Columbus is filled with plant-based meal options that cater to meat lovers and herbivores alike. These restaurants offer flavorful vegetable dishes and desserts, many without animal-derived ingredients.
“There’s a lot of stigma with the labels associated with vegetable-forward restaurants and diets,” Little Eater owner Kara Mangini said. Little Eater moved into North Market in 2015 and opened its Clintonville location, 4215 N High St., in 2017.
There’s a trend among “plant-forward” restaurants, too; they don’t want to alienate potential customers with labels such as “vegan” or “vegetarian.” Instead, they market themselves based on the colorful array of vegetables used in dishes, eliminating the notion that plant-based eating must be limited.
When Little Eater opened in 2012, there weren’t many plant-forward concept restaurants in Columbus.
“It’s really exciting that these options are growing. We should be highlighting these beautiful ingredients,” Mangini said.
Mangini also authored a cookbook, “The Vegetable Butcher,” to show how versatile plant-based meals can be. At Little Eater, she’s trying to bring “everyone to the table around vegetables” with a focus on “flavor and abundance.” All ingredients are sourced from local farmers. Since the restaurant uses seasonal ingredients, menu options change with the seasons.
And even if someone doesn’t like vegetables, Mangini will still try to serve someone a dish they’ll like, she said.
Also located in North Market, Destination Donuts bakes 4 vegan options every morning, rotating between treats including cinnamon rolls and raspberry hibiscus doughnuts. They also make vegan chocolate icing, using soy milk rather than dairy.
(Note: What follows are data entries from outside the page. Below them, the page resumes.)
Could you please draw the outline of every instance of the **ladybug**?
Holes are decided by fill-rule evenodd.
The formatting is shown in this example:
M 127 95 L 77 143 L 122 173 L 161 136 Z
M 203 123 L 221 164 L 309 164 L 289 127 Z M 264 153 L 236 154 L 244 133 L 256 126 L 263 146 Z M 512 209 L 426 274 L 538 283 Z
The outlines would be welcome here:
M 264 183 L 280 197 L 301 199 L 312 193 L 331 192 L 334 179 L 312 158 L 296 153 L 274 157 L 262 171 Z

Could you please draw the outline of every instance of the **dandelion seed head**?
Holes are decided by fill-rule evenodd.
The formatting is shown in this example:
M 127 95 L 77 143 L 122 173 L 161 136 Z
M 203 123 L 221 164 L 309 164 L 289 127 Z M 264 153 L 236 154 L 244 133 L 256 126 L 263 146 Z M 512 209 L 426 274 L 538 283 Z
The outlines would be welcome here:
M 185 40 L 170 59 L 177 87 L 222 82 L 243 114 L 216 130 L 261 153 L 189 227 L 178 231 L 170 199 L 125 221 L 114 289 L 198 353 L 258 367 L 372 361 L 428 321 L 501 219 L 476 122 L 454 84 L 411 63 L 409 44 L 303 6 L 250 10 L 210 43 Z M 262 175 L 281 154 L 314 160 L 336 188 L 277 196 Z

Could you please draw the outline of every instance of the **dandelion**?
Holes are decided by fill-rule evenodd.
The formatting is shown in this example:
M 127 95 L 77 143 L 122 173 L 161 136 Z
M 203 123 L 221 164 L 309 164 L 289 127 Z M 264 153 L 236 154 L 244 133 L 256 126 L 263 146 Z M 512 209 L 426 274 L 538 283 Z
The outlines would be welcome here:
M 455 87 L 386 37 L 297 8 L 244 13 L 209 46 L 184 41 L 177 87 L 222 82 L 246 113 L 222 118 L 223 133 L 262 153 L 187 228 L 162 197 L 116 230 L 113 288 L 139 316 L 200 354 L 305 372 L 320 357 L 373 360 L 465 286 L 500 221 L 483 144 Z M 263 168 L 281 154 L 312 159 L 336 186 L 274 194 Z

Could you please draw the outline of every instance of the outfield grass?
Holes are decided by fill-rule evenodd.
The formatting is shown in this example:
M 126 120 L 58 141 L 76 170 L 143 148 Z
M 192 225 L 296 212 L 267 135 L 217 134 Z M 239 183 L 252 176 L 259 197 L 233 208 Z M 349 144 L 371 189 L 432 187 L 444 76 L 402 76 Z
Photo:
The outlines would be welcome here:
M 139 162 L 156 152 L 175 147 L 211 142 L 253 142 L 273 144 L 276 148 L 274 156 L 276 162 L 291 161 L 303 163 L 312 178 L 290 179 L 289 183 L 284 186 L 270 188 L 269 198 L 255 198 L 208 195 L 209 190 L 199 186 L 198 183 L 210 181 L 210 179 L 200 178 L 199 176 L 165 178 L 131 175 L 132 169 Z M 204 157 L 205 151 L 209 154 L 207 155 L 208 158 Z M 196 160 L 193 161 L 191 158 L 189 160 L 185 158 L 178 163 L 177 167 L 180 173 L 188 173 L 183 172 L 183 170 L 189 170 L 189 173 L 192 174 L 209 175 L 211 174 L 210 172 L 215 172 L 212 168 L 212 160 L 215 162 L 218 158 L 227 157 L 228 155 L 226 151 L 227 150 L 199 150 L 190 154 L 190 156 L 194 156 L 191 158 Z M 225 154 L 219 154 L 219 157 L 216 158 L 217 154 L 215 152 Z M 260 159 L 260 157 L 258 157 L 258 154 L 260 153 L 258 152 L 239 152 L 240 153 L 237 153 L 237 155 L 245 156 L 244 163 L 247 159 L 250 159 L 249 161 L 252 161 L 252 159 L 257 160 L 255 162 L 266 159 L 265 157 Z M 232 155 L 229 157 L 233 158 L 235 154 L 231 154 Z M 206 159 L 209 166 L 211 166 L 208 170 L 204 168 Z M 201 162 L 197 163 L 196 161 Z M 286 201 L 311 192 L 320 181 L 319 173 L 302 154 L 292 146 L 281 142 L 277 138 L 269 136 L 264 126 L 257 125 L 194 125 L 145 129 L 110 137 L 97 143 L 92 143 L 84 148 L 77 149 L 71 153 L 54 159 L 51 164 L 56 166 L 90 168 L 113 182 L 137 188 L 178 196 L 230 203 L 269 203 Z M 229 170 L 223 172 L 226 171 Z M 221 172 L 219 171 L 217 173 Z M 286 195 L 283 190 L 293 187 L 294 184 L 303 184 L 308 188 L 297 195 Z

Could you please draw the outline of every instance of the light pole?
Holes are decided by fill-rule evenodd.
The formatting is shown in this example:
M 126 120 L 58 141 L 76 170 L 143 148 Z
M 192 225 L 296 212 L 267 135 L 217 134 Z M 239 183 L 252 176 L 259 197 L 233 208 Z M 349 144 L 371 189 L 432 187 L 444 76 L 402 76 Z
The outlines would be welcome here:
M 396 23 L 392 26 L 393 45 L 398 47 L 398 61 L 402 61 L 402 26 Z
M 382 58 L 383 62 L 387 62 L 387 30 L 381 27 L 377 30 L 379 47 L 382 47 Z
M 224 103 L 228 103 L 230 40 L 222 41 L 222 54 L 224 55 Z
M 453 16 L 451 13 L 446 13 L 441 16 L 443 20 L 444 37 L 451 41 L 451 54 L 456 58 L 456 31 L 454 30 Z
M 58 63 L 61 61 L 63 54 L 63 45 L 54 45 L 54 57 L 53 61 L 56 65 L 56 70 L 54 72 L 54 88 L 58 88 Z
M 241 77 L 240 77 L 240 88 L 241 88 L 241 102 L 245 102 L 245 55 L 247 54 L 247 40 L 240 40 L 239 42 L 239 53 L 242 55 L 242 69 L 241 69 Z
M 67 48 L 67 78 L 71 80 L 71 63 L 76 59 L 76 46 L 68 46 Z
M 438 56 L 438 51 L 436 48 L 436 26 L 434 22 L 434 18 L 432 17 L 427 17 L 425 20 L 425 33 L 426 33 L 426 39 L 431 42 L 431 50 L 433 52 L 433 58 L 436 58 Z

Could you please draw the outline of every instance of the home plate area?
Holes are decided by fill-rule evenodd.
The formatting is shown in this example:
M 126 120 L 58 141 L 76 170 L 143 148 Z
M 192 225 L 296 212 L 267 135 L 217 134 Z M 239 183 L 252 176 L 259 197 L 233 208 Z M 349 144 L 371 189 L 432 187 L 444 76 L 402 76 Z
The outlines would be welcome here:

But unlike some restaurants, they choose to not label their doughnuts as vegan, although the information is found on their website. Destination Donuts also doesn’t want to lose potential patrons by using the term “vegan.”
Lori Trembley, a baker at Destination Donuts, watches vegan options fly off the shelves before any other doughnuts, she said.
“We don’t have the vegan labeled, because it scares people off,” Trembley said.
Jennie Scheinbach, founder of a worker-owned co-op bakery, decided to remove “vegan” from the Pattycake Bakery name to ensure more people would be introduced to vegan baking.
“When I first opened, it was a choice I made politically to put ‘vegan’ in the name,” Scheinbach said. “But people wouldn’t even try it.”
People would come into the bakery, at 3009 N High St., with their vegan or vegetarian friends and get nothing, she said. But once the bakery dropped the “vegan” label, people from all dietary persuasions started trying their treats.
Now, most customers don’t even realize the bakery is completely vegan.
“If you can’t get anyone to try it, no one is going to change their mind,” Scheinbach said.
Scheinbach doesn’t want customers to say, “This cake is good for being vegan.” She just wants to sell people delicious cakes. A good cake is a good cake, and it shouldn’t matter if it’s vegan or not, she said.
According to Scheinbach, the stigma around vegan food has decreased since Pattycake Bakery opened in 2003. Back then, vegan food had a reputation for being “granola cardboard.”
Scheinbach and other restaurateurs hope to change past perceptions of plant-based food—one animal-product substitute at a time.